Eddie thought Stephen might know something after all, but his face showed only casual interest.

“She’s pregnant,” Eddie said. “Due any day now.”

“Congratulations. Boy or girl?”

“Girls. Three of them.”

“That’s wild,” Stephen said.

They sat together for the rest of the morning and into the afternoon. They didn’t talk about much. But that suited Eddie— sitting quietly next to someone who’d always known him. Nearly every day for three years Stephen had sat in this place, saying almost nothing. His life took place inside his head. What happened on the sidewalk wasn’t nearly as real to him as whatever was going through his mind. This had always seemed a little sad to Eddie, but not anymore. Eddie felt a bit as he had while sitting next to Susan at church. He’d stopped going once she threw him out, and now he realized that he missed it. He also realized that Susan had never gone to church on the show. The new Susan— the champion of Richard Oh’s melted figurines—would have seemed out of place kneeling in a church.

ON HIS THIRD DAY
with Stephen, Eddie bought them each a sandwich, and they ate lunch together. Each day he arrived late enough in the morning and left early enough in the afternoon that he never saw anyone from St.
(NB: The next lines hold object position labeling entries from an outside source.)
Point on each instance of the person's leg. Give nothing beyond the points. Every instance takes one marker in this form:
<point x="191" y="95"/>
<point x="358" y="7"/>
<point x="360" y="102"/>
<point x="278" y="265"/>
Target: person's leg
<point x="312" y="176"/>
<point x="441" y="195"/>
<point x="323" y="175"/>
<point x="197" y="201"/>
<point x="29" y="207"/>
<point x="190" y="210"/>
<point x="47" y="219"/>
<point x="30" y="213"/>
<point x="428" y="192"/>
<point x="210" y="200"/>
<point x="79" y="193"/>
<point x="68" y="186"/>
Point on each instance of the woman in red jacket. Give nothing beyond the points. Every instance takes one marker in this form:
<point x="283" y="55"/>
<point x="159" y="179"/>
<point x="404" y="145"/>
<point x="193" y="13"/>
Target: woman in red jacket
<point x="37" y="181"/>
Albert’s who might
recognize him. He wondered what they would make of him in his dirty jeans and old sweater. He had a long way to go before he matched Stephen’s torn clothes and six-inch beard, but he thought he could get there eventually.

When the weekend came, Eddie bought the same sandwich and ate it on the sidewalk alone. After he’d finished, he wandered the neighborhood for most of the afternoon. As evening fell, he arrived outside the bar where he’d gone on the day he got fired. It was crowded now, but the same old man sat at the bar. Eddie took the empty stool beside him.

“Good to see you again,” Eddie said.

The man looked over with neither recognition nor surprise, as though used to being known to people he didn’t remember meeting. He lifted his glass in a silent greeting. Eddie ordered a beer, along with a burger that he ate while watching
Puppy Mill Tycoon
on the muted television. He’d finished his food and ordered another drink when a woman walked up beside him and pointed to the screen.

“Isn’t that just around the corner?”

Eddie looked up to see his old apartment building.

“That’s where Susan Hartley lives,” the woman continued. “Why are they cutting to it live? Do you think she’s having the babies?”

As the woman said this, Susan emerged from the building, supported by Rex. Her face was covered in sweat, and she was breathing heavily. The camera turned to show a black Escalade waiting with an open door. Everything in Eddie wanted to get up and run to her, but he knew she’d be gone before he got there. The best way to know she was all right was to stay there and watch.

“Can you take this off mute?” he asked the bartender.

“What’s she saying?” the woman called out.

Susan’s face filled the screen now, and her mouth was wide
with terror, but she didn’t seem to Eddie to be saying anything in particular. The whole bar’s attention now turned to the TV.

“Can you put some volume on?”

“She’s saying ‘Eddie.’ That’s her husband’s name. She’s calling out his name.”

“No she’s not. She’s just screaming. She’s got three kids trying to get out of her. I’ll bet that hurts.”

“It looked like ‘Eddie’ to me.”

“Turn up the volume.”

Still no one moved. Susan called out again in silence, and Eddie threw down enough cash to cover his tab.

If he was wrong, he would ruin everything by coming for her. Moody would pull the plug and they’d be forced to raise the kids with nothing. That was assuming Susan took him back. Destroying her last chance might prove worse in her eyes than everything he’d already done. But Eddie’s children were being born, and he wasn’t going to watch it on TV.

He ran downtown, in the direction of Walters Presbyterian, the hospital where Susan’s doctor worked. He was still a few blocks away when the sidewalks grew crowded with spectators. They couldn’t have all arrived in the past half hour, Eddie thought. They’d been camped out, waiting for this moment. As he pushed his way through, they pushed back.